Wednesday, April 22, 2009

The Language of Cycling

I realized today that there are no language barriers in this emotional sport of cycling. If you have a passion for the sport, you can ride with almost anyone. Cycling is a language in itself. Maybe that's why I am finding it easier to assimilate into the culture and make new friends, despite my elementary command of the language. When you're riding with a group, body language talks. Stlye talks. Etiquette talks. You can read alot about a person just from the way they ride. You can tell if they're happy, sad, aggressive, mad. Whether they're having a good day, if they're tired, angry, greedy, timid, stressed, sharp, shy, tenacious, extroverted, selfish, considerate, genuine or friendly. Regardless of what language you speak, when you share the passion of the open terrain, when you sweat together, work together, sprint against each other, try to outskill each other, you are simply talking a common language that has no need for words. The group dynamic is something you feel, and cannot describe. You just have to be there. The commuication is invisible. Sometimes you only get a chance to talk to each other at the begining of the ride and at the espresso stop. But that doesn't mean that you aren't talking. That's one of the reasons why I love so much to ride. It is a happy and healthy way to develop a cameradie with people.

Today I rode with 8 team members to Borgo San Lorenzo, for about 56 miles. It was the first time that I saw again David, Giuseppe, Zanobi, Massimo, Filippo and Chris. We rode north through a headwind at the begining...the pace was brisk and the company quickly disappeared, but what could I expect? I was dust in the wind. Lorenzo and Zanobi appeared at the summit to coach me on. Had I known where I was, I would never have expected them to wait for me, but they did. I can't expect to keep up with them, no matter how hard I train. It would be like trying to keep up with the Tuedsay Renegade Ride. For now, I will be happy to roll out with them at the start, and use my Garmin to get me back home.

On the way back I heard someone calling me from the street! "Barbara!!!". I was astonished to see Barbara Livolsi on her city bike, riding home from work at Euro Pass. I met Barbara last year and no sooner did we start becoming friends, that I left here for California. She admitted that she had wondered if I was really coming back to Florence. We immediately made plans to ride together this Sunday. Barbara is a native Italian from Florence.
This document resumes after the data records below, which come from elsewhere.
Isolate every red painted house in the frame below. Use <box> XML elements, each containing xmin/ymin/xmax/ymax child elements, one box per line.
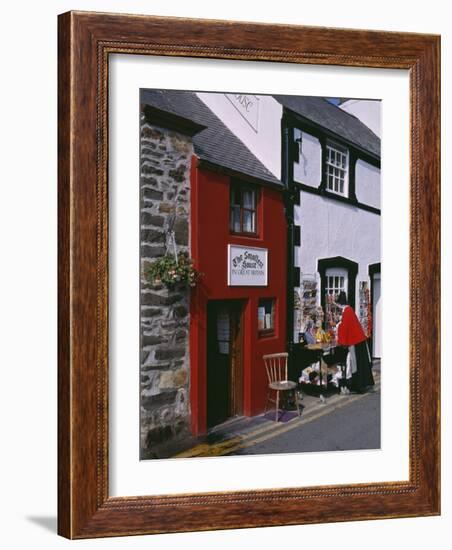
<box><xmin>190</xmin><ymin>158</ymin><xmax>287</xmax><ymax>434</ymax></box>
<box><xmin>142</xmin><ymin>90</ymin><xmax>288</xmax><ymax>439</ymax></box>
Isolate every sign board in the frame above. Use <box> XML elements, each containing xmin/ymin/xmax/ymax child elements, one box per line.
<box><xmin>228</xmin><ymin>244</ymin><xmax>268</xmax><ymax>286</ymax></box>
<box><xmin>224</xmin><ymin>94</ymin><xmax>259</xmax><ymax>132</ymax></box>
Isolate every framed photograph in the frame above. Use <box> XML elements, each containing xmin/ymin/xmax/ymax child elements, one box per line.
<box><xmin>58</xmin><ymin>12</ymin><xmax>440</xmax><ymax>538</ymax></box>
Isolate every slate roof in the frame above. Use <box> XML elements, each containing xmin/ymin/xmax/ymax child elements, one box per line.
<box><xmin>141</xmin><ymin>89</ymin><xmax>282</xmax><ymax>186</ymax></box>
<box><xmin>273</xmin><ymin>95</ymin><xmax>380</xmax><ymax>158</ymax></box>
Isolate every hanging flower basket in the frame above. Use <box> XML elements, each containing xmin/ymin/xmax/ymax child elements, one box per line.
<box><xmin>144</xmin><ymin>252</ymin><xmax>201</xmax><ymax>289</ymax></box>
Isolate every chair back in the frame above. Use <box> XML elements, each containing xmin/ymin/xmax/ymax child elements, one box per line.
<box><xmin>263</xmin><ymin>352</ymin><xmax>289</xmax><ymax>383</ymax></box>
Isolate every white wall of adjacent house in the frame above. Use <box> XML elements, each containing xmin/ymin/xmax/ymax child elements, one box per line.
<box><xmin>339</xmin><ymin>99</ymin><xmax>381</xmax><ymax>137</ymax></box>
<box><xmin>295</xmin><ymin>191</ymin><xmax>380</xmax><ymax>305</ymax></box>
<box><xmin>293</xmin><ymin>128</ymin><xmax>322</xmax><ymax>187</ymax></box>
<box><xmin>197</xmin><ymin>92</ymin><xmax>283</xmax><ymax>178</ymax></box>
<box><xmin>355</xmin><ymin>159</ymin><xmax>380</xmax><ymax>208</ymax></box>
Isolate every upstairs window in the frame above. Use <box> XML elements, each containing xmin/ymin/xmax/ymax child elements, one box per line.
<box><xmin>257</xmin><ymin>298</ymin><xmax>275</xmax><ymax>337</ymax></box>
<box><xmin>325</xmin><ymin>141</ymin><xmax>348</xmax><ymax>196</ymax></box>
<box><xmin>229</xmin><ymin>182</ymin><xmax>258</xmax><ymax>236</ymax></box>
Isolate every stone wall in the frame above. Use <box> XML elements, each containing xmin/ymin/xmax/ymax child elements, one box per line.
<box><xmin>140</xmin><ymin>114</ymin><xmax>193</xmax><ymax>458</ymax></box>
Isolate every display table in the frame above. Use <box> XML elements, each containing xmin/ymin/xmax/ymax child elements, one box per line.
<box><xmin>299</xmin><ymin>342</ymin><xmax>346</xmax><ymax>403</ymax></box>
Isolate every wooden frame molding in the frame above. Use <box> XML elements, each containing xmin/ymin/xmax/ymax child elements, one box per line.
<box><xmin>58</xmin><ymin>12</ymin><xmax>440</xmax><ymax>538</ymax></box>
She owns and directs a private Italian Language and Arts school here named Euro Pass. In January she took me for a tour of her school, which attracts foreign students from all over the U.S. and Europe.

Also, today Leif and I talked about some upcoming multi-day bike tours that I might be interested in guiding, including itineraries to Radda in Chianti and Siena. I am thrilled to have this opportunity and will be speaking to him further in the next few days to discuss training and logistics!

I am looking forward to my first Gran Fondo this Saturday.